Manish Tewari, Minister of Information and Broadcasting announced that the Government can look to commence the much-awaited radio Phase III auctions in October 2013. While the industry erupted in a moment of joy, everybody couldn’t help but wonder, ‘Isn’t this too good to be true?’
“The only concern is...will it finally roll out this time. The industry needs this. We are happy the I&B Minister is now serious, after the Finance Minister committed to this in the budget speech for the year,” expressed Vineet Singh Hukmani, MD and CEO, Radio One.
Post Phase III auctions, the industry is expected to grow at a CAGR rate of 18 per cent (from 2013 to 2016). Additionally, radio’s share in the advertising industry is expected to grow by five to seven per cent. With auctions rolling out next month, the huge shift of funds will shake up the sluggish economy and the radio fraternity.
However, as the auction rolls out after a prolonged delay of two years, one can still not say that the industry and MIB are on the same page as most issues are left unaddressed.

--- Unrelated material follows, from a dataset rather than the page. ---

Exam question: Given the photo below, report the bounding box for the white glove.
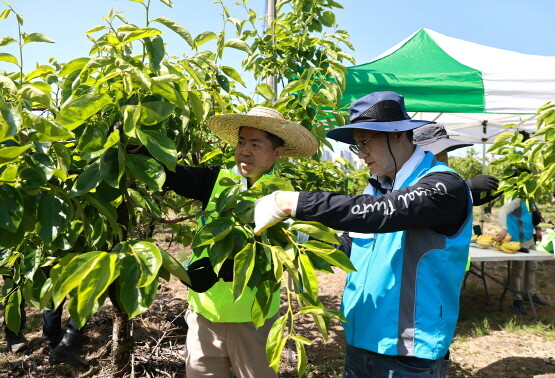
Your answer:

exchange4media takes a look at whether the radio fraternity is prepared to take the auctions head-on IF it roll out next month.
The unheard pleas
The base price policy, the migration fee and the license period extension were some of the main issues among radio broadcasters.
“The high reserve fee is one of the major concerns,” shared Prashant Panday, CEO, ENIL. “The government’s own experience with 2G has been that if reserve fees are kept too high, then auctions fail. The same can happen in Phase III also. That’s why we want the government to re-look the reserve fee. They can refer the matter to TRAI, or they can take the call themselves,” he suggested.

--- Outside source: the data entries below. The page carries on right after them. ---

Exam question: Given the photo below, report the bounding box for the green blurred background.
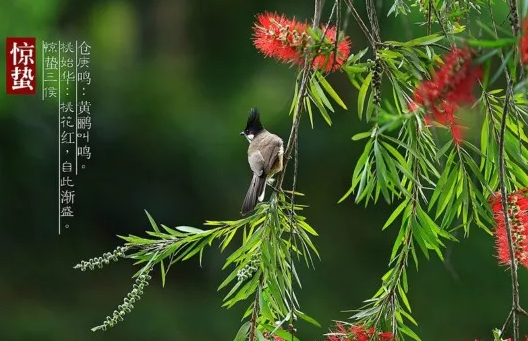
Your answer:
[0,0,528,341]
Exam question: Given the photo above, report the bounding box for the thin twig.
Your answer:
[248,275,262,341]
[276,0,323,190]
[499,81,520,341]
[343,0,376,49]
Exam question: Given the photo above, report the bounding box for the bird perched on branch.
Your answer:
[240,108,284,215]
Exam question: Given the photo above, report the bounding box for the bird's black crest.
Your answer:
[246,108,263,132]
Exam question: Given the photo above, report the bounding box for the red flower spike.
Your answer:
[314,26,350,72]
[326,322,394,341]
[409,48,482,144]
[253,12,350,72]
[253,12,308,63]
[520,18,528,66]
[489,188,528,269]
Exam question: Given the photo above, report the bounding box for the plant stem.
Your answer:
[276,0,323,189]
[499,80,520,341]
[248,275,262,341]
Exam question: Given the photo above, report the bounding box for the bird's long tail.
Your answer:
[242,174,266,215]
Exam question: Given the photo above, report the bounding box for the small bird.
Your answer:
[240,108,284,215]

While Panday pointed out the woes of the high reserve fee, Hukmani is of the view that high or low bid is more in the hands of the broadcasters than MIB or TRAI.
Lack of clarity in the extension of license period has been holding back radio players from freezing their plans from the very beginning. “We believe that the government should offer an extension to the Phase II players to a 15-year license term prior to the auctions, so that current players can bid after consolidating their existing businesses,” expressed Apurva Purohit, CEO, Radio City.
Purohit also pointed out that an ascending auction model, coupled with high reserve fees can prove to be a heavy drain on the industry.
Uncertain business strategies
All said and done, radio players are seen chalking out plans to make the best of the Phase III auctions. Nonetheless, broadcasters do not have many options available in high-end towns as only 52 frequencies are available in A+, A and B category; rest of all being in C and D categories.
“We will definitely bank on an effective collaboration between our benchmarking practices and human resources in an expansion scenario,” added Purohit.
Panday on the other hand shared that bidding will depend completely on viability of the stations. “We will only go after viable stations. The radio business needs tight cost control. Any lapse and profitability is marred for the entire license period.”
Radio One is looking at profitable expansion in metros as of now. “We are looking for lucrative metros and are gung-ho about being able to expand our footprint,” added Hukmani.
Currently, the Ministry and the radio fraternity are clearly not on the same page. If not addressed on time, the industry can face a major setback, as just breaking-even a huge investment will not only affect the broadcasters, but will pull back the growth of media advertising.
With the roll-out next month, the industry and MIB need to speed things up dramatically.